A review of archived Federal Aviation Administration (FAA) automatic dependent surveillance broadcast (ADS-B) data revealed that the airplane departed Cody, Wyoming, about 1705 for the estimated one-hour flight to Steamboat Springs/Bob Adams Field (SBS). FAA air traffic control (ATC) data showed that the pilot was operating on an instrument flight rules flight plan and was cleared by ATC to conduct the RNAV (GPS)-E instrument approach procedure at SBS about 1757.
For terrain clearance, the procedure required the airplane to cross the final approach fix PEXSA at or above 9,700 ft mean sea level (MSL) and WAKOR, the next waypoint located 2.2 nm from runway 32 threshold, at or above 8,740ft MSL. The ADS-B data showed that the accident airplane crossed PEXSA about 9,100 ft MSL and WAKOR about 8,200 ft MSL respectively.
The procedure allowed for a descent to the minimum descent altitude of 8,140 ft MSL or 1,258 ft above ground level (AGL) after passing WAKOR. The missed approach point for the procedure was the runway 32 approach end and required a climbing left turn to 11,300 ft MSL and proceeding direct to the HABRO waypoint to enter a holding pattern.
Immediately after passing WAKOR, the airplane made a left turn and descended to an altitude of about 7,850 ft MSL. The airplane subsequently began to climb and the last ADS-B data point recorded at 1808:49 indicated an altitude of about 8,125 ft MSL and was located about 3.5 miles north of the accident site.
The airplane first impacted Emerald Mountain about 8,172 ft MSL on a heading of about 164° as evidenced by broken and cut tree branches.
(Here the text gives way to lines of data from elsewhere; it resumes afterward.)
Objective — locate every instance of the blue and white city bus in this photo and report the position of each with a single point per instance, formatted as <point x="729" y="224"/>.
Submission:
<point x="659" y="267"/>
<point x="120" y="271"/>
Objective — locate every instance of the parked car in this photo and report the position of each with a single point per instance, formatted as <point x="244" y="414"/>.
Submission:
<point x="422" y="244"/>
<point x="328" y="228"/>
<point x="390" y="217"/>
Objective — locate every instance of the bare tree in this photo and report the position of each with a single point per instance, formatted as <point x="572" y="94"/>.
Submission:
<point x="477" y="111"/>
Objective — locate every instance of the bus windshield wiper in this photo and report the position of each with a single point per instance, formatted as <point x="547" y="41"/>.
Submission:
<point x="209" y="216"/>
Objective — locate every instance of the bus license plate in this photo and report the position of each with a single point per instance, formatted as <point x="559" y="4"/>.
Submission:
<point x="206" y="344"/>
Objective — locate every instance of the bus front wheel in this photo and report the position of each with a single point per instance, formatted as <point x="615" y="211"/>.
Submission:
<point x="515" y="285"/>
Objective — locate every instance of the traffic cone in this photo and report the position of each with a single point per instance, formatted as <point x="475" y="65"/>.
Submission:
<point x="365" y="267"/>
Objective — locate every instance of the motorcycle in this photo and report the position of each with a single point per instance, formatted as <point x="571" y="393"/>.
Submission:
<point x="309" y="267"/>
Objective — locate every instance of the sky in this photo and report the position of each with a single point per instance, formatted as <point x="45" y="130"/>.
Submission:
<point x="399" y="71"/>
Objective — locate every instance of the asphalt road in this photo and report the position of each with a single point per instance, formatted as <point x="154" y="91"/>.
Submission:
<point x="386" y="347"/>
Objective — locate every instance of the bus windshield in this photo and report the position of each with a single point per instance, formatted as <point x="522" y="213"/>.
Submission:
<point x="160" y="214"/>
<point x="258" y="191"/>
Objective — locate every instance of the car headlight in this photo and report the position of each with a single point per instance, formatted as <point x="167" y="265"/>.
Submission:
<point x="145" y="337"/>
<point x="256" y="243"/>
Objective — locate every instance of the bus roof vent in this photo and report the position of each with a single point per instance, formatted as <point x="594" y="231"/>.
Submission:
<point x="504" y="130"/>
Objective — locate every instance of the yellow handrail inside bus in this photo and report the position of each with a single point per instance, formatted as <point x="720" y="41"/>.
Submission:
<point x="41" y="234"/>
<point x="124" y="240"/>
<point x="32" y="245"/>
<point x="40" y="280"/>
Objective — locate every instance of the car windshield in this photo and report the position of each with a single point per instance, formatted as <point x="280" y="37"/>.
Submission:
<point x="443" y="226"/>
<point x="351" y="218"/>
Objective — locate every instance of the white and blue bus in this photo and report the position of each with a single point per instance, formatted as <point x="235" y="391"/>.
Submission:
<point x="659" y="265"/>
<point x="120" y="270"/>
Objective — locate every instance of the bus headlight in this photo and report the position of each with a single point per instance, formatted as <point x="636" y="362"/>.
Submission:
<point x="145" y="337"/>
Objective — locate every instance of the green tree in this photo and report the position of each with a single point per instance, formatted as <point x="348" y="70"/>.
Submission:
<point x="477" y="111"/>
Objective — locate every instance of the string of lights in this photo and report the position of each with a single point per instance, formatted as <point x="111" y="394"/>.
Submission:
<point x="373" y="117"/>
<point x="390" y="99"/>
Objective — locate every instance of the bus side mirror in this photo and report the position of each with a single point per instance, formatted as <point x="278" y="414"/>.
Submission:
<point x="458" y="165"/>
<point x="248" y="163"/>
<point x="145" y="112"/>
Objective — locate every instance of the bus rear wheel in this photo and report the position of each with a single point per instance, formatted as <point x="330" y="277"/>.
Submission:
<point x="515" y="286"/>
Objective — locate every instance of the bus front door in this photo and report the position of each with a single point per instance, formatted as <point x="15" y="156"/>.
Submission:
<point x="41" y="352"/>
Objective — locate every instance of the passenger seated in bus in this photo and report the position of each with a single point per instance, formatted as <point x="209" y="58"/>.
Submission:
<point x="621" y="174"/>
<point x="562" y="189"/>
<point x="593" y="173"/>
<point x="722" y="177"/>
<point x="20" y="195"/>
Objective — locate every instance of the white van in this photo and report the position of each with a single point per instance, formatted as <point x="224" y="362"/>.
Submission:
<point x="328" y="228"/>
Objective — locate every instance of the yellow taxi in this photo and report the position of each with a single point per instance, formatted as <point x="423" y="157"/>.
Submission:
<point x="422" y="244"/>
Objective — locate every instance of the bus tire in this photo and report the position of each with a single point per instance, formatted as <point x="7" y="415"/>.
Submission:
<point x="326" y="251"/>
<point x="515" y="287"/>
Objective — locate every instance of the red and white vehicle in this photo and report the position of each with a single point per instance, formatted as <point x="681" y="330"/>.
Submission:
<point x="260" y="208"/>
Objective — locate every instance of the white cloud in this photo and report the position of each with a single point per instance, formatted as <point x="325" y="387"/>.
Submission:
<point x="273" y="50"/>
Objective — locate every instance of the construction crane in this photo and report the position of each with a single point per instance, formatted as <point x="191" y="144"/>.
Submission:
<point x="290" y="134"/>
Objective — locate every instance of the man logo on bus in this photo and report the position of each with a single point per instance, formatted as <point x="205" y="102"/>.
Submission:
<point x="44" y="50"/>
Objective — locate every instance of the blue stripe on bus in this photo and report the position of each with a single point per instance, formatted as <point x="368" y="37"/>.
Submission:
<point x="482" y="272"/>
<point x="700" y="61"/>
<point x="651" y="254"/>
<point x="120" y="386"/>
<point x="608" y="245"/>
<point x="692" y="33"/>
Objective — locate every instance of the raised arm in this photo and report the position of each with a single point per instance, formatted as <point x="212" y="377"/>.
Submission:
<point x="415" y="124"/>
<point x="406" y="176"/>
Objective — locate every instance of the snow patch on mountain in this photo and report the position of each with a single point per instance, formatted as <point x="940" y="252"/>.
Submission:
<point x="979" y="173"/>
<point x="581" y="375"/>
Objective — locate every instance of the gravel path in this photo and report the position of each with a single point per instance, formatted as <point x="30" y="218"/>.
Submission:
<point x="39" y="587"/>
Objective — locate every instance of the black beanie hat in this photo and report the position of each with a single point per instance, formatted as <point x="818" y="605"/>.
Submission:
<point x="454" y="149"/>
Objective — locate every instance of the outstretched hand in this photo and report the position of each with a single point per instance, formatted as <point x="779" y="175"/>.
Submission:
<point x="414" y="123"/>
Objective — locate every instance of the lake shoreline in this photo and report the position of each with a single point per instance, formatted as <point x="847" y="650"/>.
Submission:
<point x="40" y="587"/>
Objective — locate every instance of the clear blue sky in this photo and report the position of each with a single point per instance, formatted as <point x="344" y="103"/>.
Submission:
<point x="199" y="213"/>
After the initial impact, the airplane bounced and came to rest about 8,216 ft MSL, and sustained substantial damage to the fuselage, tail, and both wings.
The METAR at the time of the accident indicated a cloud ceiling of 1,200 ft above ground level (AGL) and 1sm visibility. The instrument approach procedure for a category A aircraft required 1 ¼ sm flight visibility for landing and 1 ½ sm for category B aircraft. A detailed wreckage examination is pending.